Values refer to activated (CD3⁻CD56⁺CD69⁺) NK cells as a percentage of total CD3⁻CD56⁺ NK cells.

^‡

Values refer to CD3⁻CD56⁺^brght/^dim cells as a percentage of total CD3⁻CD56⁺ NK cells.

^§

Values refer to activated dim/bright (CD3⁻CD56⁺^bright/^dimCD69⁺) NK cells as percentage of CD3⁻CD56⁺ bright or dim cells. All values represent mean^± standard error and were compared using the nonparametric signed-rank test. PEG-IFN, pegylated interferon; HCV, hepatitis C virus; NR, nonresponder; SVR, sustained virological responder

CD3⁻CD56^+bright and CD3⁻CD56^+dim subsets.

We then evaluated the relative differences in the percentage of bright (CD3⁻CD56^+bright) and dim (CD3⁻CD56^+dim) NK cells as a percentage of all NK cells in all groups. In the HCV-infected patients, the percentage of bright (CD3⁻CD56^+bright) NK cells was significantly greater than in healthy controls both in the absence (20·1 ± 3·5 versus 8·4 ± 1·1, P = 0·004) and in the presence (25·2 ± 3·8 versus 12·0 ± 1·8, P = 0·006) of IFN stimulation (Fig. 1). CD56 geometric mean fluorescence was also increased in HCV-infected patients (data not shown). IFN-α significantly increased bright (CD3⁻CD56^+bright) NK cells in all patient groups and controls (Table 2). Dim (CD3⁻CD56^+dim) NK cells, which comprise the dominant subset in all groups, were reduced in HCV-infected patients compared to controls both in the absence (79·9 ± 3·5 versus 91·6 ± 1·1, P = 0·004) and in the presence (74·8 ± 3·8 versus 88·0 ± 1·8, P = 0·006) of IFN. IFN treatment reduced the mean percentage of dim (CD3⁻CD56^+dim) NK cells in all groups proportionately. Thus, the overall effect of PEG-IFN-α-2b treatment in HCV-infected patients was to increase the percentage of bright (CD3⁻CD56^+bright) NK cells (P = 0·001), which was associated with a small decrease in the percentage of dim (CD3⁻CD56^+dim) NK cells (P = 0·001).

Fig. 1 — Bright (CD3⁻CD56^+bright) NK cells without and with PEG-IFN-α. IFN-α induced increases in bright (CD3⁻CD56^+bright) NK cells as a percentage of total CD3⁻CD56⁺ NK cells in healthy controls and HCV-infected patients. HCV-infected patients had significantly greater bright (CD3⁻CD56^+bright) NK cells than healthy controls both without (*P <* 0·01) and with (P = 0·01) IFN stimulation. Error bars represent standard error. Legend: Without IFN stimulation- healthy controls (white bar), HCV-infected (black hatched), nonresponder (NR) patients (black vertical lines), sustained viral responder (SVR) patients (black horizontal lines). With IFN stimulation – healthy controls (grey bar), HCV-infected patients (grey hatched), NR patients (grey vertical lines), SVR patients (grey horizontal lines).

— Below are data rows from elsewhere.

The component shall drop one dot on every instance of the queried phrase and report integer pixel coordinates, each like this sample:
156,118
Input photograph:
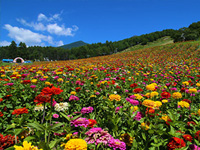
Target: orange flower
20,111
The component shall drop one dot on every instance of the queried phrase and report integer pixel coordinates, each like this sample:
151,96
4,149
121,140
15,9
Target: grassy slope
162,41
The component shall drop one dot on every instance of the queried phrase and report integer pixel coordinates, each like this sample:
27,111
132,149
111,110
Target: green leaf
36,126
68,118
54,143
55,126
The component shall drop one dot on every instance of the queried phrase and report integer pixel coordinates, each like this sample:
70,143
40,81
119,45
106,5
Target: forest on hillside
97,49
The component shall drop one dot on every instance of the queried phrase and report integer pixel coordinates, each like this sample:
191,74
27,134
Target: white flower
61,106
39,107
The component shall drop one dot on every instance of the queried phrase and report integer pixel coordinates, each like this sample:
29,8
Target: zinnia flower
175,143
177,95
117,144
87,110
84,122
20,111
76,144
114,97
97,136
26,146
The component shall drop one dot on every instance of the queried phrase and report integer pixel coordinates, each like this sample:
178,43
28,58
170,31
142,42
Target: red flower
191,122
167,122
165,95
92,123
187,100
7,141
118,87
175,143
1,114
51,91
78,89
20,111
133,85
197,135
137,90
26,81
42,98
188,137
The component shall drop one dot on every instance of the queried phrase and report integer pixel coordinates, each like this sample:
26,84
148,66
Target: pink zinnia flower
55,115
97,136
87,110
116,143
80,122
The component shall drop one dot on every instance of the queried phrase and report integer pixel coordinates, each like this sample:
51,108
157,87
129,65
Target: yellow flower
138,96
45,77
176,95
60,80
73,93
26,146
68,136
144,126
3,75
76,144
34,81
193,90
150,87
152,94
135,108
198,112
164,101
165,118
114,97
183,104
93,96
185,83
127,139
47,83
198,84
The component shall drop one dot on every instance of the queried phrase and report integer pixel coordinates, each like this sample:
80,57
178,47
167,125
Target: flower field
144,99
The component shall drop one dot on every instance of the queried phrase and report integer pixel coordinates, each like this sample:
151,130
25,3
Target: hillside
74,44
162,41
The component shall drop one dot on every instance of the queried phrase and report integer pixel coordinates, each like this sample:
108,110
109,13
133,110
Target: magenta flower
97,136
87,110
117,144
117,109
84,122
55,115
138,116
73,97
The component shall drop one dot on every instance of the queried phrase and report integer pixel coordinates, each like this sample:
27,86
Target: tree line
97,49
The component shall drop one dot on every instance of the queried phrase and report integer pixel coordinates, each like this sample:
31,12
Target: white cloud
59,43
37,26
4,43
27,36
42,17
61,30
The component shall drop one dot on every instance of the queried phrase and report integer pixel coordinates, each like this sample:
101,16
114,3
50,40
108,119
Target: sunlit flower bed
145,99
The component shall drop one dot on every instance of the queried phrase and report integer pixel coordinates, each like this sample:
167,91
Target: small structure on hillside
7,60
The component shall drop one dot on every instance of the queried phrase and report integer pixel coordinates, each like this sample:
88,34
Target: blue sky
58,22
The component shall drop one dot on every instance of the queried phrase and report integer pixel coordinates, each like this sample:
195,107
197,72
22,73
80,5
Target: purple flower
55,115
33,86
87,110
194,147
10,84
97,136
117,109
138,116
116,143
73,97
80,122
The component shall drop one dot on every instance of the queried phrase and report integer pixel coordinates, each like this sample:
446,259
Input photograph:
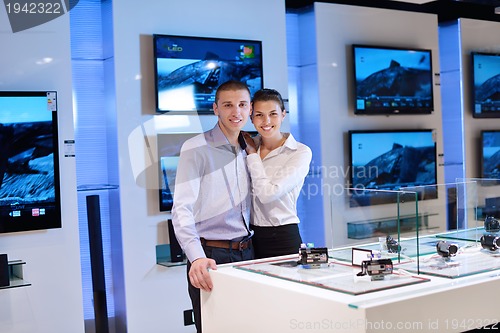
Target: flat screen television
389,160
29,167
188,70
490,154
392,80
486,87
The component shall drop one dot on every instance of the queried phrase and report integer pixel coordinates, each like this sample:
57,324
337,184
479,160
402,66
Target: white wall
53,303
155,295
331,30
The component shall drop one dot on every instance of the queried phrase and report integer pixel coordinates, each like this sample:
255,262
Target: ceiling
446,10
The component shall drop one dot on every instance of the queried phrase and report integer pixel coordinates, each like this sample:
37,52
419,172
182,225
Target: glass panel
333,276
457,252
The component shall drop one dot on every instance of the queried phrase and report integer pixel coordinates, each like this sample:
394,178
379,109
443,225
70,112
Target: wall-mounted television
29,166
392,80
490,154
486,87
188,70
169,148
389,160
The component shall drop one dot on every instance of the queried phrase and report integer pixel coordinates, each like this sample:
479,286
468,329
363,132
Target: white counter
247,302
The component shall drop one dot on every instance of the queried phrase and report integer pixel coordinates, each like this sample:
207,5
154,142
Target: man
211,210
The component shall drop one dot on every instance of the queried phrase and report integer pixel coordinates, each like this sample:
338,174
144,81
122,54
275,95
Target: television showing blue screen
29,164
486,75
392,80
391,160
188,70
490,154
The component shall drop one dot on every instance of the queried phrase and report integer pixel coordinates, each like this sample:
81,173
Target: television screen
392,80
486,75
29,167
391,160
490,154
188,70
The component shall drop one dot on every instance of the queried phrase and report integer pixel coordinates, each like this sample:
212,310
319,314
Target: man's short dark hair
231,86
266,94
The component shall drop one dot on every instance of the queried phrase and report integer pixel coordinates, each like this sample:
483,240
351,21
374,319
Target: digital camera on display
446,250
314,256
392,245
377,268
490,242
491,224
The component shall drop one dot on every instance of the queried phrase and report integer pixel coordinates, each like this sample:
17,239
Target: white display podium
247,302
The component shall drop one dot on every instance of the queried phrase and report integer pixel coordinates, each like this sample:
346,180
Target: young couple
218,183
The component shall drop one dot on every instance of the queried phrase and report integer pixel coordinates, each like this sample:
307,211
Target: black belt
224,244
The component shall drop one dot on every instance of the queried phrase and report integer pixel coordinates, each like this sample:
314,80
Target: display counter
426,291
244,301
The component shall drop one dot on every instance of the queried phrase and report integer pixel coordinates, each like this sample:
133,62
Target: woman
278,166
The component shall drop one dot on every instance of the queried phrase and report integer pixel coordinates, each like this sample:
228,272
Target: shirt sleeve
291,174
187,186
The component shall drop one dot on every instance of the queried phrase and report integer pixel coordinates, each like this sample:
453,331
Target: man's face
233,109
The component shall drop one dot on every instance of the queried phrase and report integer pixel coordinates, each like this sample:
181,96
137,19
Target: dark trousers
276,241
221,256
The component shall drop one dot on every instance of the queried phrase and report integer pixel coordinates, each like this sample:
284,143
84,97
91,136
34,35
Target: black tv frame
477,108
212,78
368,196
482,165
402,108
28,168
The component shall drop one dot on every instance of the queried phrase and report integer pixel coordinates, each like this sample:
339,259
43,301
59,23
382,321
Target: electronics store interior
399,102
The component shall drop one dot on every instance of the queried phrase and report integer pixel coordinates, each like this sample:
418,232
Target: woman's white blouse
277,182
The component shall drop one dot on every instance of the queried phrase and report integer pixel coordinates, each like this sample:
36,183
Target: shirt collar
216,138
290,142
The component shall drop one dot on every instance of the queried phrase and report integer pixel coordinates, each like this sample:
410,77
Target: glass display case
406,240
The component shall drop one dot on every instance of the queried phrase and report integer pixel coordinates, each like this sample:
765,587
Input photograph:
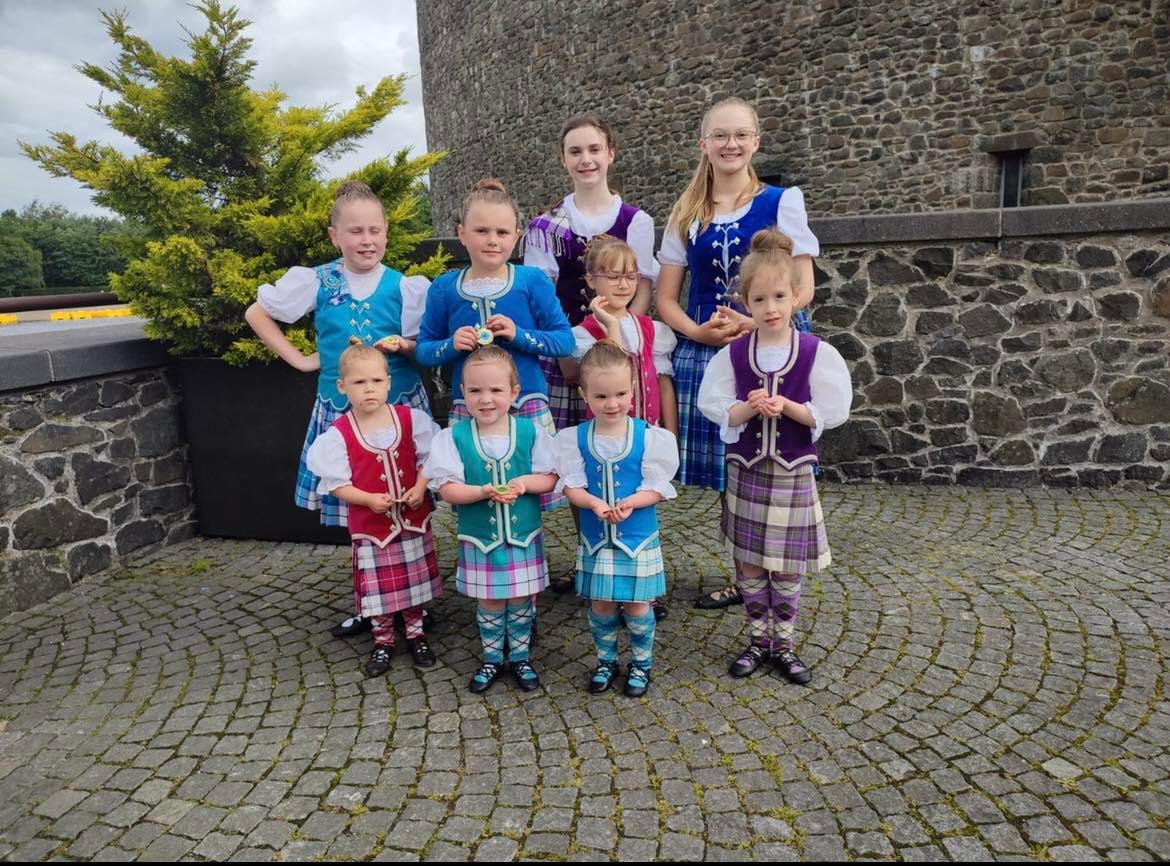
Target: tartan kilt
335,513
612,575
565,401
701,453
506,572
401,575
772,519
537,409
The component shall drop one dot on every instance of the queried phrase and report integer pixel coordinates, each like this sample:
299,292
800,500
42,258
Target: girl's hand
379,502
466,339
502,327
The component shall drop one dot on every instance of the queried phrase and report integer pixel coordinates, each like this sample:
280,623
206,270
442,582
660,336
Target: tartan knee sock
641,638
491,633
604,627
384,630
521,616
785,603
757,607
412,623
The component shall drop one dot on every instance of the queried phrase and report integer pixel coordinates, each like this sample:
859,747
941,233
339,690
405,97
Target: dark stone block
1067,371
55,523
57,437
935,261
1065,453
983,322
1135,400
94,478
995,416
138,535
1040,311
1058,281
18,486
89,558
883,317
1121,306
1095,258
897,357
928,295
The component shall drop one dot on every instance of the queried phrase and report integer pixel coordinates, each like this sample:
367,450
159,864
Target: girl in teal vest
493,467
616,469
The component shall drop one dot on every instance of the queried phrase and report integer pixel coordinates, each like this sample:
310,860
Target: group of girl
563,387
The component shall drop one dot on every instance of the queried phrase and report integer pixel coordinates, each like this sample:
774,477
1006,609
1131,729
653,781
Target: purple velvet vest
786,441
573,294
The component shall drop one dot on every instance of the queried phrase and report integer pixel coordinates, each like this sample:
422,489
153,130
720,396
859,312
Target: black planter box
245,431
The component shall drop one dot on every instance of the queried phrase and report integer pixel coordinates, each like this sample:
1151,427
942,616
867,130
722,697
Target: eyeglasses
614,279
721,138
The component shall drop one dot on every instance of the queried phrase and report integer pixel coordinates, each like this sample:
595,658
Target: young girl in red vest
770,394
611,267
370,459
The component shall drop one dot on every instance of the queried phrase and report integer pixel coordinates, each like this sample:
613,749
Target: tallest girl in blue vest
708,233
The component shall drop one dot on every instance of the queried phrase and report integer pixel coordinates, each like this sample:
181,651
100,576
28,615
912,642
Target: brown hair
352,191
604,251
493,354
358,351
603,355
770,251
489,191
695,203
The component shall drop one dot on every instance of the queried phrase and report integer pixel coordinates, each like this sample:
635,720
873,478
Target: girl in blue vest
370,459
493,468
769,396
494,302
616,469
352,299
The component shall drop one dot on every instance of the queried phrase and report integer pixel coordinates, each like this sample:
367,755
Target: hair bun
489,184
769,240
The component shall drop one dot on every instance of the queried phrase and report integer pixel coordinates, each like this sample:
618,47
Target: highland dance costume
555,242
394,564
344,304
713,256
771,513
649,344
501,550
619,562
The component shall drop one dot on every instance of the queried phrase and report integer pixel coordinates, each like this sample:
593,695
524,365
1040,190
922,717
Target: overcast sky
316,52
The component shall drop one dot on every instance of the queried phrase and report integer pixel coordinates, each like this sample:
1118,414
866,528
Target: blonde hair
770,251
489,191
493,354
349,192
604,355
604,251
359,351
696,203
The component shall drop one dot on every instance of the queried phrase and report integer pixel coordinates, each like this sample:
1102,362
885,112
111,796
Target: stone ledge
35,359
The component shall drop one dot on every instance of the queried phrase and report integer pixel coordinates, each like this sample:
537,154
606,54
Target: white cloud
317,53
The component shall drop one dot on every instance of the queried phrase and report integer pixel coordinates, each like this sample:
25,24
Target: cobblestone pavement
990,674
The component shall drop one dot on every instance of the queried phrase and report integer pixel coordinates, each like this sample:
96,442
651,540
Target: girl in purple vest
370,459
556,240
616,469
770,394
612,274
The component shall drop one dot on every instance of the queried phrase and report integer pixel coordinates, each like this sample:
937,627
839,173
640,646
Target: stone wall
885,108
89,471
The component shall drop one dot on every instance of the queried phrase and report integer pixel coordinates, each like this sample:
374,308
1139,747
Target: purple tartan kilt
404,574
772,519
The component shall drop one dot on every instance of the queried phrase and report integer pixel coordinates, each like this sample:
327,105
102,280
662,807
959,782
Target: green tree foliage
75,249
228,187
20,267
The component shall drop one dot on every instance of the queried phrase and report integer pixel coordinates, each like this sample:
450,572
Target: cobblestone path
990,673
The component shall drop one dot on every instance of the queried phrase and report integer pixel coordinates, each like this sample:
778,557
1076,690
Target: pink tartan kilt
404,574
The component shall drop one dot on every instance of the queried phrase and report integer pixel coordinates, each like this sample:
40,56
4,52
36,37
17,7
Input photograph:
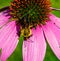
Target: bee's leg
3,9
57,9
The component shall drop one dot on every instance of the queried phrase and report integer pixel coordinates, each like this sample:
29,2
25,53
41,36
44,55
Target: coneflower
33,20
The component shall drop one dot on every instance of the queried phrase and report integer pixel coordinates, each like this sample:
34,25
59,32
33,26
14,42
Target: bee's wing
4,18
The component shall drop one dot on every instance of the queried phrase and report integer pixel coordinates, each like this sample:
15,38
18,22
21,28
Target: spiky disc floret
34,11
29,13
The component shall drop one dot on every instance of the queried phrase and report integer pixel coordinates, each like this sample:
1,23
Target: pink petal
53,42
55,20
34,49
8,40
3,18
55,30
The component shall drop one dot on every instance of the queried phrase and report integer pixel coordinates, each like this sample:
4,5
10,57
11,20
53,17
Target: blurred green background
16,56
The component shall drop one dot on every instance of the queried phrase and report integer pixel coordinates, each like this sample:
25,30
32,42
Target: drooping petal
53,42
3,18
55,20
34,48
8,40
55,30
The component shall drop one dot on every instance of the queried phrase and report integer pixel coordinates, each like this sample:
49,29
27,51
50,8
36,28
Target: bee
3,9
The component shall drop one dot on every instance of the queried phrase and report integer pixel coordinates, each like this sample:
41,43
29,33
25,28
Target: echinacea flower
34,21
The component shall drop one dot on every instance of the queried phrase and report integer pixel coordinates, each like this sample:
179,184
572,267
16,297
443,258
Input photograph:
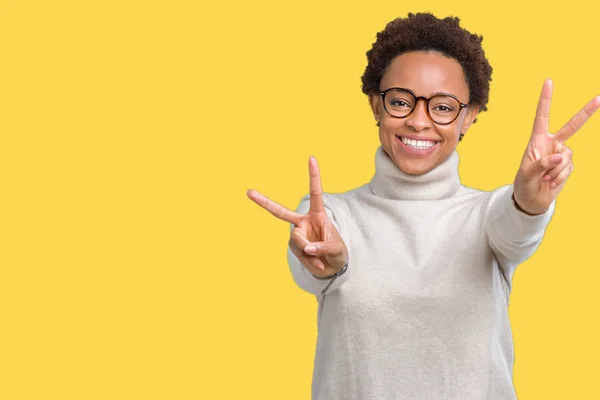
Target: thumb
543,164
332,248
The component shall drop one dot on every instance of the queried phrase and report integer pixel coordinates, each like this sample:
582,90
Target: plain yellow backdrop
132,264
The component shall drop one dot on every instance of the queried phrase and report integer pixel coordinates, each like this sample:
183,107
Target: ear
374,102
471,114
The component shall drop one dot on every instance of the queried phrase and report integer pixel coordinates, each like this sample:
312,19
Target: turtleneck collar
391,183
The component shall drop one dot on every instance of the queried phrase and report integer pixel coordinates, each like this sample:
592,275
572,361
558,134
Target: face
425,74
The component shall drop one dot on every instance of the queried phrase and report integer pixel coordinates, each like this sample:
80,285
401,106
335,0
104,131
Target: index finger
274,208
540,124
316,191
578,120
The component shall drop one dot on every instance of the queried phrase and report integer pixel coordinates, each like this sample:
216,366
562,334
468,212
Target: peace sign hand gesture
314,239
547,161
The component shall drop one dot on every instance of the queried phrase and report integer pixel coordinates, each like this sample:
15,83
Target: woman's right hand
314,239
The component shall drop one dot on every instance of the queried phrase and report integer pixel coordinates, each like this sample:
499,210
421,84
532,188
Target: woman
413,270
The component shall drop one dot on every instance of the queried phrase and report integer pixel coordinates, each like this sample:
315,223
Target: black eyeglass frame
417,98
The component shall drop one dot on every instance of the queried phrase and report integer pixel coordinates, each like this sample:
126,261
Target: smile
417,146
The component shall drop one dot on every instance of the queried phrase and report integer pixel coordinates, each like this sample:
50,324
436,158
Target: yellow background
132,264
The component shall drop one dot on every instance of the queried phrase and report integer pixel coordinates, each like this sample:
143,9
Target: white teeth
418,144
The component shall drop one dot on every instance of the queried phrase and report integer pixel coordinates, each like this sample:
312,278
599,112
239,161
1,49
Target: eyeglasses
441,109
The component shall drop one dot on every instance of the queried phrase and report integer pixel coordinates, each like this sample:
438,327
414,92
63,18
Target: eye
399,103
443,108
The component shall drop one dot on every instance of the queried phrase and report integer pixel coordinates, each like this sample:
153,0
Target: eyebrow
443,94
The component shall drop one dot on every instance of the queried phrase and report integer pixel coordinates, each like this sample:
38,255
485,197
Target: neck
391,183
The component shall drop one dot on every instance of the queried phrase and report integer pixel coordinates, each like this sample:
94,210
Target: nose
418,118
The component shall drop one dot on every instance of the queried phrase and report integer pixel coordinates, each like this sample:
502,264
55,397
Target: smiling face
425,74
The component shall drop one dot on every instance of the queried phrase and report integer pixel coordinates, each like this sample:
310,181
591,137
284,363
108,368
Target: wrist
527,211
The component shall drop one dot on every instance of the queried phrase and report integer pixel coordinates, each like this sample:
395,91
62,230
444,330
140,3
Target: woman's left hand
547,161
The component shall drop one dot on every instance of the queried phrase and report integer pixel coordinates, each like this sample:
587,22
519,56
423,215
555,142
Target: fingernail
310,249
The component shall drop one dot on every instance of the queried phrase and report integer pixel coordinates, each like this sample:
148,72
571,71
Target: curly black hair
425,32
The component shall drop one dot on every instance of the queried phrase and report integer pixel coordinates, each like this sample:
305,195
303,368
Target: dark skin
545,166
314,239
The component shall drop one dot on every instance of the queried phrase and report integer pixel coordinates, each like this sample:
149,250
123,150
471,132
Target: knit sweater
421,311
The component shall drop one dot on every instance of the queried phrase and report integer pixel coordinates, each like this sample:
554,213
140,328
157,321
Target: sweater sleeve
303,278
513,235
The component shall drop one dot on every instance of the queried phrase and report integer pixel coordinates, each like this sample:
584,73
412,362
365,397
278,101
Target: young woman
413,270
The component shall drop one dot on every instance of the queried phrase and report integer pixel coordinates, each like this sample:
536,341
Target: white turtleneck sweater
421,311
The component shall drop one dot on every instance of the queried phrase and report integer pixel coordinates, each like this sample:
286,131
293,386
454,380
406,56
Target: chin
414,168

Differential effect of PEG-IFN on CD69 expression

HCV infection and healthy controls.

As a measure of NK cell activation, we assessed the change in CD69 surface expression on CD3⁻CD56⁺ NK cells. Compared with healthy controls, HCV-infected patients had fewer activated (CD3⁻CD56⁺CD69⁺) NK cells as a percentage of all NK cells in the absence (45·9 ± 3·3 versus 60·6 ± 3·8, P = 0·009) and in the presence (82·6 ± 2·5 versus 91·2 ± 1·3, P = 0·008) of IFN (Fig. 2). We then evaluated the percentage of activated bright and dim (CD3⁻CD56⁺CD69⁺) NK cells within each subset. HCV-infected patients had fewer activated bright (CD3⁻CD56^+brightCD69⁺) NK cells within the bright subset in the absence of IFN (29·7 ± 3·1 versus 42·1 ± 3·1, P = 0·048). After IFN stimulation, the level of activated bright (CD3⁻CD56^+brightCD69⁺) NK cells in both groups was equivalent (Fig. 2). HCV-infected patients had a significantly smaller percentage of activated dim (CD3⁻CD56^+dimCD69⁺) NK cells as a percentage of dim NK cells both in the absence (49·6 ± 3·7 versus 62·7 ± 4·6, P = 0·040) and in the presence (83·4 ± 2·6 versus 92·6 ± 1·2, P = 0·006) of IFN stimulation. Therefore, activated (CD3⁻CD56⁺CD69⁺) NK cells, whether bright or dim, were reduced in their respective subsets in the HCV-infected group compared with controls. We also correlated NK cell subsets with the severity of liver disease. Increasing necroinflammatory grade, assessed using a five-point scale [17], correlated with increasing percentage of activated bright (CD3⁻CD56^+brightCD69⁺) NK cells (r = 0·6, P = 0·02) (Table 3). The percentage of activated bright (CD3⁻CD56^+brightCD69⁺) NK cells increased by 11·6 ± 2·5% per increase in grade (P = 0·001).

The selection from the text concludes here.